Same problem and yet not able to find a solution. I am querying logs as suggested but when the container stops and there are no logs, I don’t get notifications. Is there a way to get notified if logs are being generated or Kentik-Ktranslate container is not running at all.

@Ajeet.Khan - In order for the violating entity (Firewall/Switch/iDRAC/ILO) to be included you will need to facet on this in your query.

@Ajeet.Khan - Can you provide a timeframe (date/time) for when the container is started/stopped?

@Omprakash.Paliwal - Do you have a link to your alert condition. I am guessing this has to do with a Loss of Signal but would need to take a look at how your condition is configured and how the data is coming in to be sure.

Please share the example.
Regarding the timeframe when container was stopped. You already have the account ID and you can check when there was a alert triggered for that policy. So just before that alert the container was stopped.

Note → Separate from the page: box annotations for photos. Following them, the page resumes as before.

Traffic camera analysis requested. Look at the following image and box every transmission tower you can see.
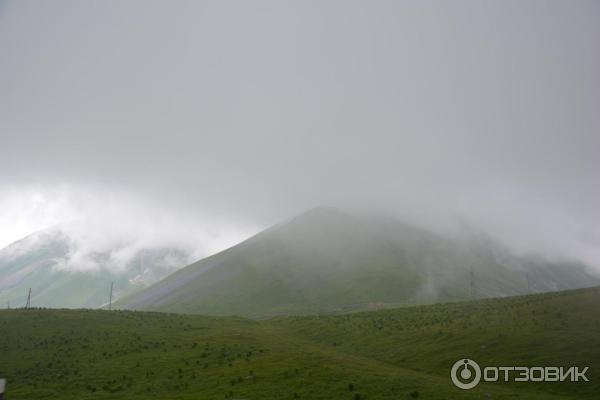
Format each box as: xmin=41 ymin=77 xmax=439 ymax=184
xmin=469 ymin=268 xmax=475 ymax=299
xmin=25 ymin=288 xmax=31 ymax=309
xmin=108 ymin=282 xmax=114 ymax=311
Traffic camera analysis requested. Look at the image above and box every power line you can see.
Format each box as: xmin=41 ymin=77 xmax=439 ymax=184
xmin=108 ymin=282 xmax=114 ymax=311
xmin=25 ymin=288 xmax=31 ymax=309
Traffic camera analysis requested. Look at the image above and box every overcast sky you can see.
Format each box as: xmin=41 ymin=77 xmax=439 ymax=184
xmin=0 ymin=0 xmax=600 ymax=267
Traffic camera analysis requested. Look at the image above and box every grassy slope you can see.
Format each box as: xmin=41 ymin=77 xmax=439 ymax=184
xmin=118 ymin=208 xmax=600 ymax=317
xmin=0 ymin=288 xmax=600 ymax=400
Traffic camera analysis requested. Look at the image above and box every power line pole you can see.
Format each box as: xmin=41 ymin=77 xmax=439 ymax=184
xmin=25 ymin=288 xmax=31 ymax=309
xmin=470 ymin=268 xmax=475 ymax=299
xmin=108 ymin=282 xmax=114 ymax=311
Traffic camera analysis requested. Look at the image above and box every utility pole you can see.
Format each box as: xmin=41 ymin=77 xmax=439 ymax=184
xmin=470 ymin=268 xmax=475 ymax=299
xmin=108 ymin=282 xmax=114 ymax=311
xmin=25 ymin=288 xmax=31 ymax=310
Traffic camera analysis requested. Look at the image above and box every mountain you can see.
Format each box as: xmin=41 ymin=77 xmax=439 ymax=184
xmin=0 ymin=228 xmax=188 ymax=308
xmin=0 ymin=288 xmax=600 ymax=400
xmin=117 ymin=208 xmax=600 ymax=317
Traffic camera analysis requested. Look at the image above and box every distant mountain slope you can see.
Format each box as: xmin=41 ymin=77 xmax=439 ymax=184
xmin=118 ymin=208 xmax=600 ymax=317
xmin=0 ymin=229 xmax=187 ymax=308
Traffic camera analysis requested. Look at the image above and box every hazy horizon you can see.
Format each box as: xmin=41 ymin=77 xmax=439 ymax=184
xmin=0 ymin=0 xmax=600 ymax=269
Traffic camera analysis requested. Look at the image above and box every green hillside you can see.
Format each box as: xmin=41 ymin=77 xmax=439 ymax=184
xmin=0 ymin=229 xmax=187 ymax=308
xmin=118 ymin=208 xmax=600 ymax=317
xmin=0 ymin=288 xmax=600 ymax=400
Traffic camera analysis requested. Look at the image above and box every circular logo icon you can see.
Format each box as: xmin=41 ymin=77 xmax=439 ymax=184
xmin=450 ymin=358 xmax=481 ymax=389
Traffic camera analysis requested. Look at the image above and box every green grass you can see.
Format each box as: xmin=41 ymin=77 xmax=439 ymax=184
xmin=117 ymin=208 xmax=600 ymax=318
xmin=0 ymin=288 xmax=600 ymax=400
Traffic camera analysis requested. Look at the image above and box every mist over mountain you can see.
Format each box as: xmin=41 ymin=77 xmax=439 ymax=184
xmin=118 ymin=208 xmax=600 ymax=317
xmin=0 ymin=227 xmax=190 ymax=308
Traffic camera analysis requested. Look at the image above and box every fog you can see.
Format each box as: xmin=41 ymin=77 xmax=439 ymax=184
xmin=0 ymin=0 xmax=600 ymax=268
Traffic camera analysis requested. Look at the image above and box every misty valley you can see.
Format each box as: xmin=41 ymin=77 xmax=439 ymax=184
xmin=0 ymin=0 xmax=600 ymax=400
xmin=0 ymin=207 xmax=600 ymax=400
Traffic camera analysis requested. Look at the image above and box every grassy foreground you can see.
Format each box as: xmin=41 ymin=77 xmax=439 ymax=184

Please provide the response ASAP. We are facing this issue for production environment hence the urgency.

Hey there @Ajeet.Khan,

In order to serve you better we would kindly appreciate the information that @dkoyano had asked for. By helping out and sending us the timeframe for when this container stopped we can narrow it down quicker. While we do have the account ID if we go in and search blindly we may not find the exact thing you need and it takes us longer to help solve your issue. I apologize for any inconvenience but rest assured we want to give you the best support possible. We appreciate your patience and hope to hear from you soon.

@michaelfrederick If you check my previous comment, you can see the timestamp as well. Hope this helps. Please arrange a call so that I can show it live. Its been time and we had done a lot of follow up and the issue remains as it is. We are paid customer and its affecting our production. If this doesn’t gets solved on priority, I might soon decide to go with some other monitoring tool.
Thanks!

Hey there @Ajeet.Khan,

I appreciate your patience while we try to solve this. I have created a case with our engineers on your behalf to help assist further with this matter. They will reach out shortly via email. Please do not hesitate to reach back out if you need anything else. I hope you have a great day!